After this step, I get stuck and do not know how to proceed. I am not sure if I should try to extract the section of interest when I read data in, therefore, I suppose, I would have to wrestle with the chunk where I create the function -- f <- gsub("(.*)/([^/]*).pdf", "\\2", filename)? I apologize for such questions but I am self-teaching myself. I also tried engaging the following code on just one file instead of a corpus:

start <- grep("^\\*\\*\\* ITEM 1A. RISK FACTORS", text_df$text) + 1

stop <- grep("^ITEM 1B. UNRESOLVED STAFF COMMENTS", text_df$text) - 1

lines <- raw[start:stop]

scd <- paste0(".*",start,"(.*)","\n",stop,".*")  
gsub(scd,"\\1", name_of_file)

but it did not help me in any way.

s_baldur
  • 29,441
  • 4
  • 36
  • 69
Niki
  • 23
  • 3
  • 1
    Would you be able to share at least one of the pdf files? Would make it easier to write an answer covering the whole process. – JBGruber Aug 06 '20 at 18:26
  • Yes, absolutely. It is public info (https://corporate.exxonmobil.com/-/media/Global/Files/investor-relations/investor-relations-publications-archive/ExxonMobil-2016-Form-10-K.pdf) And thank you very much. – Niki Aug 06 '20 at 18:44

1 Answers1

2

I don't really see why you would write files into a txt first, so I did it all in one go.

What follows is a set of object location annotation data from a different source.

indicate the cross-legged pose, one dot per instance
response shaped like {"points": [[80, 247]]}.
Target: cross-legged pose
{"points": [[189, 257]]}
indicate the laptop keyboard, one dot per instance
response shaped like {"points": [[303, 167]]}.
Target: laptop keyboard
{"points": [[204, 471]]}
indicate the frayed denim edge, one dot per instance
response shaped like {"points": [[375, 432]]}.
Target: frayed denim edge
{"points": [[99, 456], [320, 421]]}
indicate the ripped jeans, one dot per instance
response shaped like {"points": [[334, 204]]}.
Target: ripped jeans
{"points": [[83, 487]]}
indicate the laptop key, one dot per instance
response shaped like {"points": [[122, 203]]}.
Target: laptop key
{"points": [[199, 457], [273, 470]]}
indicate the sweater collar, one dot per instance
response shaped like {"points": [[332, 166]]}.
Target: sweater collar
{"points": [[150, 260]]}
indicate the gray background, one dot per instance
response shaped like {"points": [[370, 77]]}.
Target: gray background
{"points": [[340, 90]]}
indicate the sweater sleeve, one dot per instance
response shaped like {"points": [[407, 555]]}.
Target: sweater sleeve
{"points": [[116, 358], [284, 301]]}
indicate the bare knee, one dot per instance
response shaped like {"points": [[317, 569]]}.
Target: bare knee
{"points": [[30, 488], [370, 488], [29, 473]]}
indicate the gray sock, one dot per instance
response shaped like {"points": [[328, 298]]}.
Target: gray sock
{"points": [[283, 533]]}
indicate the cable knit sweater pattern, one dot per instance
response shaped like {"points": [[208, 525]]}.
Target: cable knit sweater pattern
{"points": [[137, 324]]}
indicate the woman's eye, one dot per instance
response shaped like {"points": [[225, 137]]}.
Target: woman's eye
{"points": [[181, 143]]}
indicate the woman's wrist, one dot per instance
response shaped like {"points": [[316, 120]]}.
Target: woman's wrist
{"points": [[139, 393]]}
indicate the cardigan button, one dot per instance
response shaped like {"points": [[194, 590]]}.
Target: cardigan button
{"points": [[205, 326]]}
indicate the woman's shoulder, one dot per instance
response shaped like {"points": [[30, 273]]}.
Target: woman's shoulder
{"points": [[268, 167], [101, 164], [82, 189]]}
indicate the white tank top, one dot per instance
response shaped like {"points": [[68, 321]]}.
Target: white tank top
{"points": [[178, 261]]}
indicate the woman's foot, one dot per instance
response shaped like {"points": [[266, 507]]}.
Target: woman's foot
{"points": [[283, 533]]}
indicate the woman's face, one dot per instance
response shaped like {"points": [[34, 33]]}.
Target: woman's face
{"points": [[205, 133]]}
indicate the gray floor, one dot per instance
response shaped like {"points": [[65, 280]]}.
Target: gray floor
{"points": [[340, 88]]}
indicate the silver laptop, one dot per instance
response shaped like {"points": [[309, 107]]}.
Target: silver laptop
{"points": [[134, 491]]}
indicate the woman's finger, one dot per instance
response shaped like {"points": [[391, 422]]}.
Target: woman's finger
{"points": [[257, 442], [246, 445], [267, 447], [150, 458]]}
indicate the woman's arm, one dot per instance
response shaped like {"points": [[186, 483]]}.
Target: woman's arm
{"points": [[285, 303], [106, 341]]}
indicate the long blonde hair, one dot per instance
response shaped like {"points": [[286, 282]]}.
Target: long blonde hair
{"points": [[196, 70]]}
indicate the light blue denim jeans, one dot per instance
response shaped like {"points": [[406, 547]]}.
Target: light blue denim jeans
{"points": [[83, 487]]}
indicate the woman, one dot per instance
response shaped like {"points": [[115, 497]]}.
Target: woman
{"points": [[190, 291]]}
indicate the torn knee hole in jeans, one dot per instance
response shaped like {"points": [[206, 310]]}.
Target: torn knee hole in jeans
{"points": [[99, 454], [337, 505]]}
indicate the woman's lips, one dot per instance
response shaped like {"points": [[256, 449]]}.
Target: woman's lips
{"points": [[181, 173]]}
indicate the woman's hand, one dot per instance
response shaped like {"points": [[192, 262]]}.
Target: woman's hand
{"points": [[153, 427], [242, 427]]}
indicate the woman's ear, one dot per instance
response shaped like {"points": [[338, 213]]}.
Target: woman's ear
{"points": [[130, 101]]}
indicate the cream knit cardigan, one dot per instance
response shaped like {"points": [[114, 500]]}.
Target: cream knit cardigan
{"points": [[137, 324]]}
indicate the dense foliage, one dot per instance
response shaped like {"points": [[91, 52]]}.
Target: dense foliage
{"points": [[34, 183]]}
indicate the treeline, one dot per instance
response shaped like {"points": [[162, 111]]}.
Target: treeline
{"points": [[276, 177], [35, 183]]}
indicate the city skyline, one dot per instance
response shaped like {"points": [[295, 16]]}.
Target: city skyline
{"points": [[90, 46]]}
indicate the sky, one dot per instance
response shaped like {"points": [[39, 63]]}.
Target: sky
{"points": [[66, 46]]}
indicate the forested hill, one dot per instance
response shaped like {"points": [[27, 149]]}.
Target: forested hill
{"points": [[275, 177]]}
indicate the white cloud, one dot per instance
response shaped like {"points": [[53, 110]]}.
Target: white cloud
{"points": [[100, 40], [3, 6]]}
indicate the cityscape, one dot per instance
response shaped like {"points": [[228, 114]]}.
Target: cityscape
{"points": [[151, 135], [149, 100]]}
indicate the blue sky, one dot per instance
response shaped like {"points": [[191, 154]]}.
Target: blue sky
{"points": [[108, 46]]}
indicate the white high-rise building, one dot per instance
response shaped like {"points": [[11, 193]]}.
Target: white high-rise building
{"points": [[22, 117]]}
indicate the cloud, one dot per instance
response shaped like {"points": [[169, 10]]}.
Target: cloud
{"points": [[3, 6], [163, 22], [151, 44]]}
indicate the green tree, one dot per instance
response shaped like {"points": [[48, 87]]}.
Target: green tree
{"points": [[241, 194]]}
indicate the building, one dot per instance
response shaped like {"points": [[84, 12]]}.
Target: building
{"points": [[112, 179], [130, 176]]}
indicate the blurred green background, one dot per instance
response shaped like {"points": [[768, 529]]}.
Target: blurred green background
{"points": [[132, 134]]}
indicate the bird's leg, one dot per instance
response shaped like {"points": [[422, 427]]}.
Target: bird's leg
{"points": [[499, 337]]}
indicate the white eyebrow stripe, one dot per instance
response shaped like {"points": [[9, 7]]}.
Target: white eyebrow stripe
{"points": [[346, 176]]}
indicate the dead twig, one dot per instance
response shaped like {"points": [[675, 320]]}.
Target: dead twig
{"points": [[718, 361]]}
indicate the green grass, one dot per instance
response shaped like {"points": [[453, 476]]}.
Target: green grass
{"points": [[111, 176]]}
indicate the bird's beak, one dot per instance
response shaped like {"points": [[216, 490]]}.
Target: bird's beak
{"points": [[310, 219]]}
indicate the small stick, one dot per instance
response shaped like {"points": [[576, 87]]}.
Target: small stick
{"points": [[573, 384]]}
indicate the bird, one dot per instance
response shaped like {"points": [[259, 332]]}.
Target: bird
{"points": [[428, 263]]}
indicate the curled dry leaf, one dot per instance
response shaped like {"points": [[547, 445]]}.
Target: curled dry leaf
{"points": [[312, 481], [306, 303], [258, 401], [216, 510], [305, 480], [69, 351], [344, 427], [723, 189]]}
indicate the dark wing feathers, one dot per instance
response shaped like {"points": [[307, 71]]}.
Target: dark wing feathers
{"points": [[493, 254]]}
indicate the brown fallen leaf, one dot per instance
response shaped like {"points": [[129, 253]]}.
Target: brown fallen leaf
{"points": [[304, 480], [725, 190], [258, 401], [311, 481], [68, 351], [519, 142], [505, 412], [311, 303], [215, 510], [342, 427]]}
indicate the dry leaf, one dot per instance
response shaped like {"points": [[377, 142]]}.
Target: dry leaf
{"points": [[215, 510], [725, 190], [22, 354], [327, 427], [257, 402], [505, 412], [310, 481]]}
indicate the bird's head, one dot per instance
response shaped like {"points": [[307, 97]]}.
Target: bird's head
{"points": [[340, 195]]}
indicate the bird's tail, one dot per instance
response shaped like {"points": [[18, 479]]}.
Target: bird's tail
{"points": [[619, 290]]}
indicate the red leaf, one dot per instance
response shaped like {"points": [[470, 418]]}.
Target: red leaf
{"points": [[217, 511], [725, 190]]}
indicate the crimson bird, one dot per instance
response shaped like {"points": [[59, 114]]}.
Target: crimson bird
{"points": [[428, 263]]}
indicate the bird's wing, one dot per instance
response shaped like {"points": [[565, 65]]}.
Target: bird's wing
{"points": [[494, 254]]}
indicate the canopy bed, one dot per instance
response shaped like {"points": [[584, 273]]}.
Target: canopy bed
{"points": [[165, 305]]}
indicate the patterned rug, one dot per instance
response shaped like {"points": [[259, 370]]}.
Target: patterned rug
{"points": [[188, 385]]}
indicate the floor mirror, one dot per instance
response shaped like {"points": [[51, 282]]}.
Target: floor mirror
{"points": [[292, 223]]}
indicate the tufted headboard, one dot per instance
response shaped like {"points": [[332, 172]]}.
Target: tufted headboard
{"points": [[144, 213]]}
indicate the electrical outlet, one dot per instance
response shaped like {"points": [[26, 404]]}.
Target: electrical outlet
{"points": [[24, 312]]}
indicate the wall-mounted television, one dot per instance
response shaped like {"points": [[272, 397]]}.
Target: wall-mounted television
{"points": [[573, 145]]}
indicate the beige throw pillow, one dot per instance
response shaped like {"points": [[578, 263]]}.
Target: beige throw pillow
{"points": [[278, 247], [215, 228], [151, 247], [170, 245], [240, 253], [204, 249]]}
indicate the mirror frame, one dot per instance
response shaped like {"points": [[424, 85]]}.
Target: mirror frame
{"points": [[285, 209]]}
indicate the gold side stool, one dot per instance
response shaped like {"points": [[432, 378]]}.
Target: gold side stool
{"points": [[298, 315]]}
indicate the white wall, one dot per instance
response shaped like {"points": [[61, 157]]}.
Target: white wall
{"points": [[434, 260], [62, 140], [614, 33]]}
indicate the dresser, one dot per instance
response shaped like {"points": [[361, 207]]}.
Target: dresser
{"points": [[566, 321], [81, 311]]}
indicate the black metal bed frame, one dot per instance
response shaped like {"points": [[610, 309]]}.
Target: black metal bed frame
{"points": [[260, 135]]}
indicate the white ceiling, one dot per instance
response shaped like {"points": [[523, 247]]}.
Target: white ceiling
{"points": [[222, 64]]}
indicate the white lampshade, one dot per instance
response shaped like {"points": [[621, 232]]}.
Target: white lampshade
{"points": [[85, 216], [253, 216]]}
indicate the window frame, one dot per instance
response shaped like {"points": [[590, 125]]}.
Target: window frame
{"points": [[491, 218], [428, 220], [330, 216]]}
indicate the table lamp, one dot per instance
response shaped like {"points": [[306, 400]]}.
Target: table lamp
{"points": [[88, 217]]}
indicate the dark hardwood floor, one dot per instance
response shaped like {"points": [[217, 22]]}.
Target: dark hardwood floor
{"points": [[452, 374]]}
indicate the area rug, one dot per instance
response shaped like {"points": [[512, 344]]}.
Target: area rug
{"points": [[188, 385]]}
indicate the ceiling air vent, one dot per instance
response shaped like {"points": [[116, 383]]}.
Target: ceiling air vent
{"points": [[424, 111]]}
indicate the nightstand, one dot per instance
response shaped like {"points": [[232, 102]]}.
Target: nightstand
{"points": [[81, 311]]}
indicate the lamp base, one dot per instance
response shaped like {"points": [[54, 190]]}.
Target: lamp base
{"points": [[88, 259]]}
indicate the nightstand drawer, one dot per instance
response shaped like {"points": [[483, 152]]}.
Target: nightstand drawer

What threw me off a little is that your patterns have lots of extra spaces. You can match them with the regular expression \\s+

library(stringr)
files <- c("https://corporate.exxonmobil.com/-/media/Global/Files/investor-relations/investor-relations-publications-archive/ExxonMobil-2016-Form-10-K.pdf",
           "https://www.w3.org/WAI/ER/tests/xhtml/testfiles/resources/pdf/dummy.pdf")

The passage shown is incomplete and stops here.